La Secretaría de educación de Risaralda estudia la posibilidad de aplicar alternancia o virtualidad por lo que resta de este año.
Más de un centenar de planteles quedaron bajo revisión tras el terremoto de magnitud 7.4 que sacudió a Risaralda y a otros ocho departamentos de Colombia el pasado lunes 10 de agosto. La Secretaría de Educación analiza alternativas para garantizar el regreso de los estudiantes mientras avanzan las evaluaciones de seguridad.
La magnitud de los daños ya comienza a reflejarse en las aulas: 100 instituciones educativas de los 12 municipios no certificados presentan afectaciones estructurales y no pueden ser utilizadas, según el balance entregado por la Gobernación.
Sin embargo, otras 51 instituciones ya fueron habilitadas después de las inspecciones realizadas por expertos. En el caso de Pereira y Dosquebradas, el reporte no está incluido porque ambos municipios cuentan con sus propias secretarías de Educación certificadas.
Ahora la preocupación de las familias es qué ocurrirá con las clases. La Secretaría de Educación estudia dos posibilidades mientras continúa la evaluación de los establecimientos: regreso mediante alternancia o educación virtual.
La secretaria de Educación de Risaralda, Dora Ligia Agudelo Martínez, explicó que ya se adelantan conversaciones con empresas proveedoras de internet para garantizar la conectividad necesaria en caso de que se opte por las clases virtuales.
La decisión todavía no está tomada y dependerá de las condiciones de seguridad de cada institución y de las orientaciones de los organismos de gestión del riesgo.
Todavía en definición
La Secretaría mantiene comunicación permanente con rectores y directivos docentes de los 12 municipios no certificados para conocer las novedades y coordinar las medidas que permitan restablecer el servicio educativo.

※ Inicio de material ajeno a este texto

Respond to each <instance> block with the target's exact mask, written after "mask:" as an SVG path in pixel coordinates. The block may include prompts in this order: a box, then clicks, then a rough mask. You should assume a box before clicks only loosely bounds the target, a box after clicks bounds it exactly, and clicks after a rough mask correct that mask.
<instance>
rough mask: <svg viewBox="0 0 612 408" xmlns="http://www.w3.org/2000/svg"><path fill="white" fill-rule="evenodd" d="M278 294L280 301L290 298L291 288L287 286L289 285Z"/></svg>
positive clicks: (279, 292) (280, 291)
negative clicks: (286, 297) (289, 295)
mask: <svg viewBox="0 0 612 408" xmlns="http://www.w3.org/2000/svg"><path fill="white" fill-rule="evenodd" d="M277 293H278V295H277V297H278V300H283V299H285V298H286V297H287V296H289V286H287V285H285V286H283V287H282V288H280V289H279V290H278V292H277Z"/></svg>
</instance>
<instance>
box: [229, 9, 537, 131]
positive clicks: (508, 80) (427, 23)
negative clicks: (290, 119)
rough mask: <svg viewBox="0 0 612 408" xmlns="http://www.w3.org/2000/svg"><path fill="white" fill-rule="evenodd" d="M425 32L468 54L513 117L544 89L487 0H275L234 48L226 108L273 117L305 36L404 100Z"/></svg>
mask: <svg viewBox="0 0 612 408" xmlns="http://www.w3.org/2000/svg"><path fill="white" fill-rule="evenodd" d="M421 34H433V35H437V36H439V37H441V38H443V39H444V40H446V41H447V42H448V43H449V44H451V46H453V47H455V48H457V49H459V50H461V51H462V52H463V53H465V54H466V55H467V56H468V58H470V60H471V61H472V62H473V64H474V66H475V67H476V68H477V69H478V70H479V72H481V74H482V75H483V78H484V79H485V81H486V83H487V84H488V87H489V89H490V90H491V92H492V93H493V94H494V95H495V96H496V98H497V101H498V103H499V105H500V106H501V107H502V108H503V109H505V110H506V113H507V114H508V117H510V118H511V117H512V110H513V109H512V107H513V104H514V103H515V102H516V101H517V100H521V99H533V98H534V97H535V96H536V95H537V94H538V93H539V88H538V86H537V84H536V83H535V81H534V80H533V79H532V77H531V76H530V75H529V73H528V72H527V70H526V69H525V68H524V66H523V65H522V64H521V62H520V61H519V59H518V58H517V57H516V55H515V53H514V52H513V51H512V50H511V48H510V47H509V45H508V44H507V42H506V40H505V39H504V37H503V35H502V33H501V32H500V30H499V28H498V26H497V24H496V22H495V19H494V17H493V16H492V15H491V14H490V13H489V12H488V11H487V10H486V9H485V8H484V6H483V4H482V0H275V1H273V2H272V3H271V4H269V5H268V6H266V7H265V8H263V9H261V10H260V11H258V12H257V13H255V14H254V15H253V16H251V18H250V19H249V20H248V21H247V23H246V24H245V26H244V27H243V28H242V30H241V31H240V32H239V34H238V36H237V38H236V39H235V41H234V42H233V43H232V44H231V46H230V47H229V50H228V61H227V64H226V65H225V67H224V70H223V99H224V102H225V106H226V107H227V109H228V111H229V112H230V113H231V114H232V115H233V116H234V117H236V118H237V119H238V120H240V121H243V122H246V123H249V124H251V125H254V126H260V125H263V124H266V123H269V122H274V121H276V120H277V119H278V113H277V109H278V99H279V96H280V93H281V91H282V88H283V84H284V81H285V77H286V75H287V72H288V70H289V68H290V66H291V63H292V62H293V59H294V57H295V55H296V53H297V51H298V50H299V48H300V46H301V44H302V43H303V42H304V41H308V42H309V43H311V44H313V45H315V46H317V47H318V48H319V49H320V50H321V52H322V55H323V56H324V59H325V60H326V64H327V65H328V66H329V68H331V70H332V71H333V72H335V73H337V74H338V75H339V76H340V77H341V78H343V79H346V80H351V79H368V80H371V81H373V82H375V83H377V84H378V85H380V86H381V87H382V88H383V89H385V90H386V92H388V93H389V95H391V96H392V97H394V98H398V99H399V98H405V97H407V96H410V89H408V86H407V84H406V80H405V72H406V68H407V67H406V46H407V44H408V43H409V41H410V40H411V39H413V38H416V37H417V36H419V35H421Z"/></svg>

Mientras se define el mecanismo de regreso, también se trabaja en la atención emocional de la comunidad educativa. La Red de Docentes Orientadores comenzó a implementar centros de escucha para estudiantes, padres de familia y profesores, afectados por las consecuencias del terremoto.
El Programa de Alimentación Escolar (PAE) también será restablecido una vez comiencen nuevamente las clases.
Prevención vuelve a las aulas
La emergencia dejó además una tarea pendiente dentro de los colegios: fortalecer los protocolos para responder ante nuevos movimientos sísmicos.
La Secretaría pidió revisar las rutas de evacuación, los puntos de encuentro y las instrucciones que deben seguir estudiantes y docentes ante una emergencia.
Por ahora, cientos de familias esperan una respuesta concreta de cuándo podrán regresar sus hijos a las aulas y bajo qué condiciones lo harán. Esa decisión dependerá de las evaluaciones de seguridad que continúan en los municipios afectados.